Azure repository settings

You can use Azure Blob storage as a repository for Snapshot and restore. This page lists the settings you can use to configure how Elasticsearch connects to Azure and how it stores data in your repository.

There are two categories of settings:

Client settings control how Elasticsearch connects to Azure Blob storage, including authentication credentials, endpoints, proxies, and timeouts. These are defined per client in elasticsearch.yml or the Elasticsearch keystore, and can be shared across multiple repositories.
Repository settings control per-repository behavior such as the target container, chunk size, throttling, and location mode. These are specified when creating or updating a repository via the API.

For step-by-step setup instructions, refer to Azure repository.

Client settings

The Azure repository client used to connect to Azure Blob storage has a number of available settings. Client setting names are of the form azure.client.CLIENT_NAME.SETTING_NAME. By default, azure repositories use a client named default, but you may specify a different client name when registering each repository.

The following list describes the available client settings.
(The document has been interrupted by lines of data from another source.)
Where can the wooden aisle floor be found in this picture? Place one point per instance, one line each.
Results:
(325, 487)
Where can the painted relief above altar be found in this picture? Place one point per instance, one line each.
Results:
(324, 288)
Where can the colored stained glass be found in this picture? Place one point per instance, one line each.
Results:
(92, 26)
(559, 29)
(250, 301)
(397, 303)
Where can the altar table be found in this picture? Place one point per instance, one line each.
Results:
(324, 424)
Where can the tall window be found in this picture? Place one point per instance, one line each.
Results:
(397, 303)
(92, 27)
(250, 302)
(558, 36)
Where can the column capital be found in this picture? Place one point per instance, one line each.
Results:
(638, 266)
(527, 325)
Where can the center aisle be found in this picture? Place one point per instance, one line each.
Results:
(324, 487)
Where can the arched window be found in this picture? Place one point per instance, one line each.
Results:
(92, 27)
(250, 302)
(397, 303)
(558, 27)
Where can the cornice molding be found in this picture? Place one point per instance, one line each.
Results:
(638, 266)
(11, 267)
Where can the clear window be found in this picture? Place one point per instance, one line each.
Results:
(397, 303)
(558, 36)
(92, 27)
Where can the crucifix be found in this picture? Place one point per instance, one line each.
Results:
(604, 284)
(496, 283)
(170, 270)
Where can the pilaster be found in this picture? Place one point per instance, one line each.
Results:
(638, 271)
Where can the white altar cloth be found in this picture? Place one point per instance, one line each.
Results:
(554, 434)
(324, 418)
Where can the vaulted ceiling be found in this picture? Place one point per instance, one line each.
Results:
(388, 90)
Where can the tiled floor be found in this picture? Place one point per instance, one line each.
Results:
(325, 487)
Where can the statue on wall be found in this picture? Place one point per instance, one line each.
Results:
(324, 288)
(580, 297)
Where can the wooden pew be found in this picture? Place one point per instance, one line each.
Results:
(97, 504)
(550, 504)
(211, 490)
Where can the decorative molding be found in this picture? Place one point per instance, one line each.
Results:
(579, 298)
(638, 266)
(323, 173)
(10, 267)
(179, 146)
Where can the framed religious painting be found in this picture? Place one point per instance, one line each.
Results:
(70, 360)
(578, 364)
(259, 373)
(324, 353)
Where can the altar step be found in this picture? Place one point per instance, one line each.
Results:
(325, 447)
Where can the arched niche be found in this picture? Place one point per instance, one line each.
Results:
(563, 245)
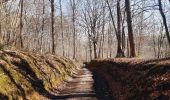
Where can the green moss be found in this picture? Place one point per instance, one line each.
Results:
(24, 75)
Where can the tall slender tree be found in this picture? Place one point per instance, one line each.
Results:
(130, 29)
(52, 27)
(21, 24)
(164, 20)
(73, 8)
(61, 26)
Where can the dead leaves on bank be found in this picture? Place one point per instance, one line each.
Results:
(135, 79)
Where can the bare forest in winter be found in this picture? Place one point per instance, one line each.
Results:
(85, 49)
(87, 29)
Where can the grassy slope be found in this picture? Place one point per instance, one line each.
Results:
(135, 79)
(25, 75)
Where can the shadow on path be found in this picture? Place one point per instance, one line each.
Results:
(101, 87)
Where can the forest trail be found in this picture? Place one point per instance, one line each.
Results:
(80, 87)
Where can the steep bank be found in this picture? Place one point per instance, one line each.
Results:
(135, 79)
(32, 76)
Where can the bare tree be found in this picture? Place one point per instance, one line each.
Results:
(61, 26)
(73, 8)
(52, 26)
(164, 20)
(120, 52)
(21, 24)
(130, 30)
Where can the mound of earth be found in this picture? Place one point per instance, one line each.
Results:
(135, 79)
(31, 76)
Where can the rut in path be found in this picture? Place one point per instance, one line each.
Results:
(86, 85)
(80, 87)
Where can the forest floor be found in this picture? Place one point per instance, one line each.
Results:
(85, 85)
(29, 76)
(134, 79)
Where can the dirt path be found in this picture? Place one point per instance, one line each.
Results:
(79, 88)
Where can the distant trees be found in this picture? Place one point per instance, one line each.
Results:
(52, 27)
(86, 29)
(130, 29)
(21, 24)
(119, 37)
(73, 10)
(164, 20)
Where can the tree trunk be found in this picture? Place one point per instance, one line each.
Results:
(42, 28)
(120, 52)
(74, 29)
(52, 27)
(61, 25)
(164, 20)
(21, 25)
(130, 30)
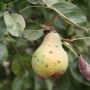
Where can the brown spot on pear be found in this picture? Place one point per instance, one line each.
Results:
(61, 60)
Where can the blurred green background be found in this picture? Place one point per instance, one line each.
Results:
(30, 81)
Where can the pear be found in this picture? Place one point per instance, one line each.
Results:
(50, 59)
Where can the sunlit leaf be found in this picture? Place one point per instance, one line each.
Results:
(49, 3)
(3, 53)
(84, 67)
(15, 23)
(2, 8)
(2, 28)
(71, 14)
(41, 2)
(21, 63)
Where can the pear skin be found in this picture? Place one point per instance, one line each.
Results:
(50, 59)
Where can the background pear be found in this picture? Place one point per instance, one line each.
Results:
(50, 59)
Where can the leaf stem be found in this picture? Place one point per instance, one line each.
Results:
(32, 7)
(70, 49)
(17, 52)
(52, 20)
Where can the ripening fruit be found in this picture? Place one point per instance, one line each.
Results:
(50, 59)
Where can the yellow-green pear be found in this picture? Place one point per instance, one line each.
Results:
(50, 59)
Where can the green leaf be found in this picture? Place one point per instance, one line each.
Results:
(32, 31)
(33, 1)
(17, 83)
(49, 3)
(71, 14)
(61, 83)
(2, 28)
(21, 63)
(76, 73)
(7, 1)
(41, 2)
(2, 8)
(15, 23)
(3, 53)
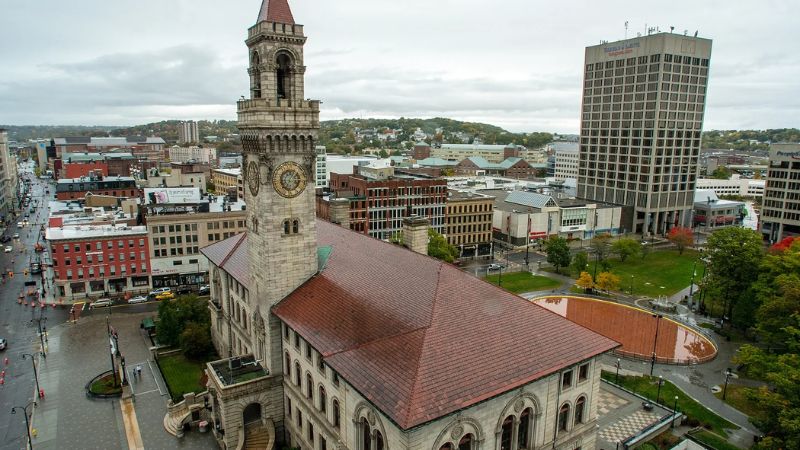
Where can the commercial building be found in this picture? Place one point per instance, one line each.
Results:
(332, 339)
(97, 261)
(380, 198)
(227, 181)
(736, 185)
(642, 116)
(519, 214)
(566, 163)
(180, 221)
(780, 213)
(9, 181)
(76, 188)
(468, 223)
(188, 133)
(710, 212)
(207, 155)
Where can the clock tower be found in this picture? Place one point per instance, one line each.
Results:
(278, 129)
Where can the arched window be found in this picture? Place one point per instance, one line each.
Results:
(282, 75)
(505, 435)
(336, 413)
(466, 442)
(323, 399)
(309, 387)
(366, 438)
(525, 426)
(378, 440)
(563, 417)
(580, 405)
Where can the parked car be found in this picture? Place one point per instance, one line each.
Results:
(137, 299)
(165, 296)
(99, 303)
(183, 290)
(155, 292)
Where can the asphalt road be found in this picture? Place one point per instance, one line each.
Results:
(16, 324)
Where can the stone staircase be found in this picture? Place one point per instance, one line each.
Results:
(256, 437)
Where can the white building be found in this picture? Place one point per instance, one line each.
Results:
(736, 185)
(188, 133)
(194, 153)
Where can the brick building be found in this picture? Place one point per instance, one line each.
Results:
(76, 188)
(96, 261)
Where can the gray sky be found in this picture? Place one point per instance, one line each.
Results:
(512, 63)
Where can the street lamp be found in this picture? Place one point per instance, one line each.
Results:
(655, 341)
(674, 413)
(728, 374)
(35, 375)
(660, 383)
(27, 423)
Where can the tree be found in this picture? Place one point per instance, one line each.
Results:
(625, 247)
(579, 263)
(557, 251)
(733, 254)
(585, 281)
(681, 237)
(439, 248)
(607, 281)
(195, 340)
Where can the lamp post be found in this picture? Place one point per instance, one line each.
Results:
(655, 342)
(728, 374)
(660, 383)
(27, 423)
(674, 413)
(35, 375)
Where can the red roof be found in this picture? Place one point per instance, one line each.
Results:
(275, 11)
(420, 338)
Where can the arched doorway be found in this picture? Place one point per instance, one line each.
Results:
(251, 413)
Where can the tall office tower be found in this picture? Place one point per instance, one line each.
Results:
(188, 133)
(780, 215)
(642, 115)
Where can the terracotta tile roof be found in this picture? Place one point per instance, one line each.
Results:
(419, 338)
(231, 255)
(275, 11)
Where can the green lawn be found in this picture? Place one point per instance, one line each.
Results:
(518, 282)
(736, 396)
(182, 375)
(648, 387)
(713, 440)
(659, 268)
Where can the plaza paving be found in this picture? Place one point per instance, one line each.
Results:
(68, 419)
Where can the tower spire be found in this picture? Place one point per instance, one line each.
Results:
(275, 11)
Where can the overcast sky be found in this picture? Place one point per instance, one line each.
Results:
(512, 63)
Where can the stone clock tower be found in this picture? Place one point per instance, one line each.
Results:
(278, 128)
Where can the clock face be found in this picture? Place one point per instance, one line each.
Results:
(289, 179)
(253, 177)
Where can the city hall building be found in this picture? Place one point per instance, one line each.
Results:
(336, 340)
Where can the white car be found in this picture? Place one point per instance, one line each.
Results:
(155, 292)
(137, 299)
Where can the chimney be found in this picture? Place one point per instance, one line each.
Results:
(340, 211)
(415, 234)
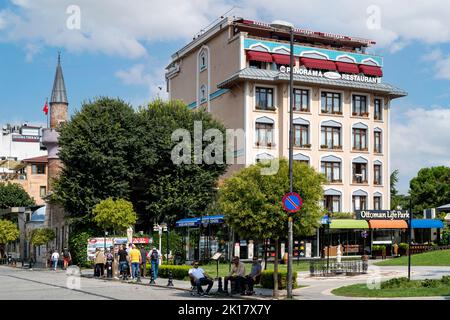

Those that must be stored in the keystore are marked as (Secure, reloadable); the other settings must be stored in the elasticsearch.yml file.

azure.client.CLIENT_NAME.account (Secure, reloadable): The Azure account name, which is used by the repository's internal Azure client. This setting is required for all clients.
azure.client.CLIENT_NAME.endpoint_suffix: The Azure endpoint suffix to connect to. The default value is core.windows.net.
azure.client.CLIENT_NAME.key (Secure, reloadable): The Azure secret key, which is used by the repository's internal Azure client. Alternatively, use sas_token.
azure.client.CLIENT_NAME.max_retries: The number of retries to use when an Azure request fails. This setting helps control the exponential backoff policy. It specifies the number of retries that must occur before the snapshot fails. The default value is 3. The initial backoff period is defined by Azure SDK as 30s. Thus there is 30s of wait time before retrying after a first timeout or failure. The maximum backoff period is defined by Azure SDK as 90s.
azure.client.CLIENT_NAME.proxy.host: The host name of a proxy to connect to Azure through. By default, no proxy is used.
azure.client.CLIENT_NAME.proxy.port: The port of a proxy to connect to Azure through. By default, no proxy is used.
azure.client.CLIENT_NAME.proxy.type: Register a proxy type for the client. Supported values are direct, http, and socks. For example: azure.client.default.proxy.type: http. When proxy.type is set to http or socks, proxy.host and proxy.port must also be provided. The default value is direct.
azure.client.CLIENT_NAME.sas_token (Secure, reloadable): A shared access signatures (SAS) token, which the repository's internal Azure client uses for authentication. The SAS token must have read (r), write (w), list (l), and delete (d) permissions for the repository base path and all its contents. These permissions must be granted for the blob service (b) and apply to resource types service (s), container (c), and object (o). Alternatively, use key.
azure.client.CLIENT_NAME.timeout: The client side timeout for any single request to Azure, as a time unit. For example, a value of 5s specifies a 5 second timeout. There is no default value, which means that Elasticsearch uses the default value set by the Azure client.
azure.client.CLIENT_NAME.endpoint: The Azure endpoint to connect to. It must include the protocol used to connect to Azure.
azure.client.CLIENT_NAME.secondary_endpoint: The Azure secondary endpoint to connect to. It must include the protocol used to connect to Azure.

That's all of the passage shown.